WL#6964: MTS: Support SLAVE_TRANSACTION_RETRIES in MTS mode

Affects: Server-5.7   —   Status: Complete   —   Priority: Medium

Summary
=======

This worklog enables the feature that attempts to retry a transaction
after a temporary failure in MTS replication slave servers.

Currently, only non-MTS replication slave servers attempts to retry a
transaction after a temporary failure.

References
==========

This WL addresses a feature request of: 
 BUG#68465 MAKE SLAVE_TRANSACTION_RETRIES WORK WITH MTS
Functional Requirements
=======================

F-1: When the slave worker encounters an temporary error, it should rollback the 
     transaction and try to apply the failed transaction again 
     if SLAVE_TRANSACTION_RETRIES is greater than zero. And the slave worker
     should retry the transaction at most SLAVE_TRANSACTION_RETRIES times.

     If the transaction still fails with temporary error after retried 
     SLAVE_TRANSACTION_RETRIES times, the worker will be stopped with an error.  
     Coordinator and all other worker threads will be stopped too.

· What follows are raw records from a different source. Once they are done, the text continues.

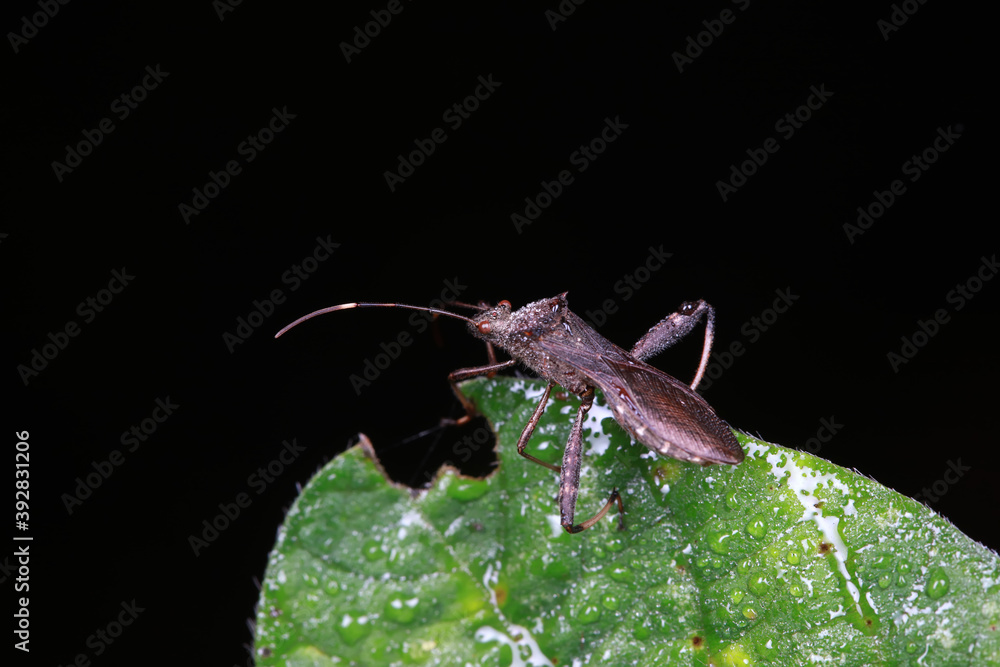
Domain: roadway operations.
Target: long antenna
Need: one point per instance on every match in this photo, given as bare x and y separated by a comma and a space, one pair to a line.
346, 306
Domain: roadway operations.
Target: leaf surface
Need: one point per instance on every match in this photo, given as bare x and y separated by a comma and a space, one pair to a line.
785, 559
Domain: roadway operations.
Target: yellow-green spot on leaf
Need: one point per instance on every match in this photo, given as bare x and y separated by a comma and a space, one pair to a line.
461, 488
937, 584
372, 550
732, 655
352, 627
589, 613
401, 610
757, 526
719, 542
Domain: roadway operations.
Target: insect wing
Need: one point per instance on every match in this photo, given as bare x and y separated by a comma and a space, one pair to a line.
658, 410
668, 416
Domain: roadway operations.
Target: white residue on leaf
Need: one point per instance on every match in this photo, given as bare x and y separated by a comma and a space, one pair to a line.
409, 519
599, 440
803, 483
525, 640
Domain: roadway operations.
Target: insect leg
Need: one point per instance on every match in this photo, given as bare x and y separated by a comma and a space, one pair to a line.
569, 476
529, 428
674, 327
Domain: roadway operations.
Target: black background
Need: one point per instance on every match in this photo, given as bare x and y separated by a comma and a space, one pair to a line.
323, 176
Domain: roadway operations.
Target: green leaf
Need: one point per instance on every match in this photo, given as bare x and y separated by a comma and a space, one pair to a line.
785, 559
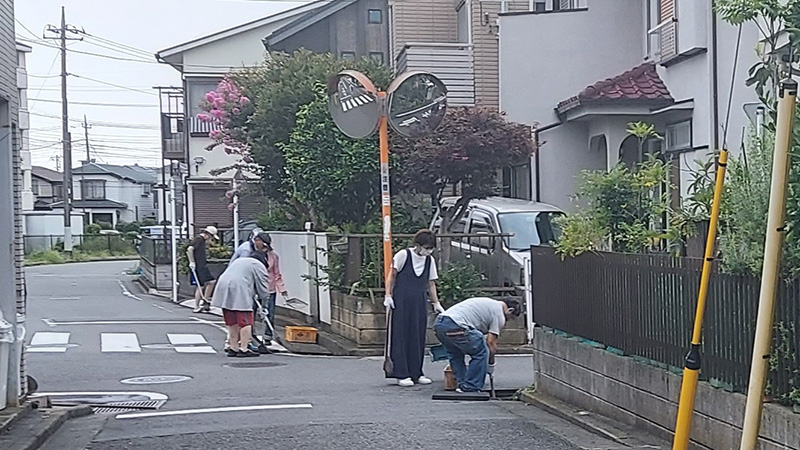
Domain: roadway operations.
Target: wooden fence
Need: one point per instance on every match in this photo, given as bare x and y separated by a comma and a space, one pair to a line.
644, 305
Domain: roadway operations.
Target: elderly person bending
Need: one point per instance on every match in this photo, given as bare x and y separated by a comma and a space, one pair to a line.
243, 280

F-2: Temporary errors are same to the definition of temporary error in single 
     threaded transaction retry feature. They are ER_LOCK_DEADLOCK and 
     ER_LOCK_WAIT_TIMEOUT.


F-3: Two or more workers should be able to retry their transactions at the same 
     time.

Non-Functional Requirements
===========================
NF-1: All other workers should keep running while one or more workers are  
      retrying their transactions.

LIMITATION
==========
Users can change relay log's name through setting relay-log option. so two 
existing relay log may have different relay log base name. However, this design 
suppose all relay log has same basename which is same to 'relay_log_basename' 
variable.

So users should guarantee that all relay log's base names are same to 
'relay_log_basename' before opening this feature. Otherwise, slave may stop with 
an error while retrying a transaction. Anyway, it happens rarely.
High-Level Specification
========================
I-1: Remove the warning that SLAVE_TRANSACTION_RETRIES is not supported by MTS.

No new interface is introduced.
Basic Idea
==========
Coordinator will dispatch events as before this worklog is implemented, each 
event is dispatched as a Slave_job_item. The only different thing is that it 
will store each event's start position(binlog name and offset) into  
Slave_job_item.

For workers, they will apply events as transaction groups. The first event's 
position(in Slave_job_item) will be recorded when it starts to apply a 
transaction group. So it is able to know where it should read the transaction's 
events from relay log if a retry is needed.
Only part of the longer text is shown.